It remained unclear how P1 MI mice could tolerate the substantial loss of myocardial mass and how LV function is compensated in the immediate aftermath of infarction. Our data indicate that the cellular expansion of the RV likely plays a critical role in this compensation. The RV of P1 MI hearts displayed great plasticity, as it extended in echocardiography and histomorphologically in the longitudinal axis. In the echocardiography the RV even often formed the tip of the heart and wrapped around the LV (Figure 2, G and H, and Supplemental Videos 1–6). This could contribute to the improved LV function observed in P1 MI mice, as the overall drop in EF and CO immediately after the lesion was less pronounced than in P3 MI mice. In these mice, RV wall thickness was reduced and the CMs strongly hypertrophied, consistent with maladaptive remodeling. Capillary density was strongly increased in the RV of P1 MI mice compared with sham controls, suggesting that the prominent regenerative response is closely intertwined with the vascular response, whereas inflammation does not appear to play an important role, as PTPRC+ cells were not increased in the RV of P1 MI hearts. A unique gene expression program underlies these responses. Cardiac genes involved in CM proliferation and angiogenesis were strongly upregulated in the RV of P1 MI mice, and analysis of eGFP-ANILLIN+ CMs confirmed that the increase in proliferating CMs in the RV free wall was as pronounced as in the injured LV, resulting in a thickened RV heart wall but no CM hypertrophy. In contrast, this adaptive response was entirely missing in the RV of P3 MI hearts. These data show that the RV undergoes a unique adaptive response upon LV injury. We are not aware that this aspect has been investigated in earlier work, as preferentially the response of the entire remote myocardium was analyzed (36). This response is likely limited by a wave of cell cycle exit and/or binucleation that occurs by P3, providing further support for the notion that neonatal myogenesis occurs through an expansion of cell-division-competent myocytes, as opposed to cell cycle reentry.

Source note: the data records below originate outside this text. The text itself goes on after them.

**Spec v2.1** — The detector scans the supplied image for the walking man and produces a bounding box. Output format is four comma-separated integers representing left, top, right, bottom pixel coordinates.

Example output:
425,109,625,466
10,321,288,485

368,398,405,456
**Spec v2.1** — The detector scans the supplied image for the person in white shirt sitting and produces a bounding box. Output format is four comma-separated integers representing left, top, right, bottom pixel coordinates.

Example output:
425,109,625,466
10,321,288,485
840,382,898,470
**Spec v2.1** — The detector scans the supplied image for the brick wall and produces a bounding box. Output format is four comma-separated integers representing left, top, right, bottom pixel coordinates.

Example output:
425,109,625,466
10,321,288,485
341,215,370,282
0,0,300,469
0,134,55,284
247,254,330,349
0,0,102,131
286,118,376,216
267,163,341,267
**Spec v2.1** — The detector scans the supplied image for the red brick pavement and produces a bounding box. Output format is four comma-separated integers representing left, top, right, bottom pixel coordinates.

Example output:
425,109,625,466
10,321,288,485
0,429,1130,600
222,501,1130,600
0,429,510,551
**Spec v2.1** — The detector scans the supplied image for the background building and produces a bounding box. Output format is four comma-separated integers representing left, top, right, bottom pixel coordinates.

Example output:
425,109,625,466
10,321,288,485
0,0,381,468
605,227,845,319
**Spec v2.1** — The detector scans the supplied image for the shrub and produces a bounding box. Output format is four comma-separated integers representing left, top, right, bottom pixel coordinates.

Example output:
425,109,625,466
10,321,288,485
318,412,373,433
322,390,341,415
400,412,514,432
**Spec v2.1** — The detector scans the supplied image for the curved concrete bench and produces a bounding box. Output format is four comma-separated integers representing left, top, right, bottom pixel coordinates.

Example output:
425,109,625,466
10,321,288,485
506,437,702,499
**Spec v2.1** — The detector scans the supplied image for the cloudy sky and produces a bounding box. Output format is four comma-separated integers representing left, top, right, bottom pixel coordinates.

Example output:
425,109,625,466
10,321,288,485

Thus, a large LV injury induces in the neonatal mouse heart a global regenerative response. The functional data imply that regeneration of the LV in P1 MI mice critically depends on the plasticity and adaptive response of the RV. This is reminiscent of human infants suffering from congenital or acquired disorders of the LV, in which RV function is a key determinant for survival (37, 38). In addition, banding of the pulmonary artery and increase in RV mass is a relatively new therapeutic strategy to improve heart function in infants suffering from LV dilated cardiomyopathy with low-output failure (39, 40). In more general terms, regardless of the age and type of the LV defect, RV dysfunction is known to be a critical clinical parameter contributing to the poor prognosis and high mortality of patients with severe LV heart failure (41). The demonstration of marked myogenesis in the RV of P1 MI mice suggests, as mentioned above, mechanisms and signals other than those presumed to stimulate LV regeneration. Pulmonary arterial hypertension is an immediate consequence of LV failure, and subsequent RV failure has a strong impact on disease progression, morbidity, and mortality (41, 42). We therefore thought that this could be the stressor inducing RV cell expansion and adaptation upon LV cauterization in P1 MI mice. Using echocardiography, we confirmed a significant lowering of PAAT and PAAT/PEAT values, as expected in case of pulmonary arterial hypertension. We propose that the pulmonary arterial hypertension following neonatal P1 LV injury induces an immediate angiogenic and myoproliferative response in the RV, as an abundant population of myocytes has not yet exited the cell cycle. A strategy to further test this hypothesis would be the selective induction of pressure overload in the RV of P1 mice, for instance by pulmonary artery banding without LV injury. Such a surgical model, which has not yet been reported in the literature for neonatal mice, could further corroborate that the pressure increase in the RV is inducing the adaptive response of the RV. This could prove helpful for a better understanding of mechanisms governing cardiac regeneration and the identification of potentially relevant therapeutic targets.

Methods

Sex as a biological variable. Both sexes were involved in the study and sex was not considered as a biological variable.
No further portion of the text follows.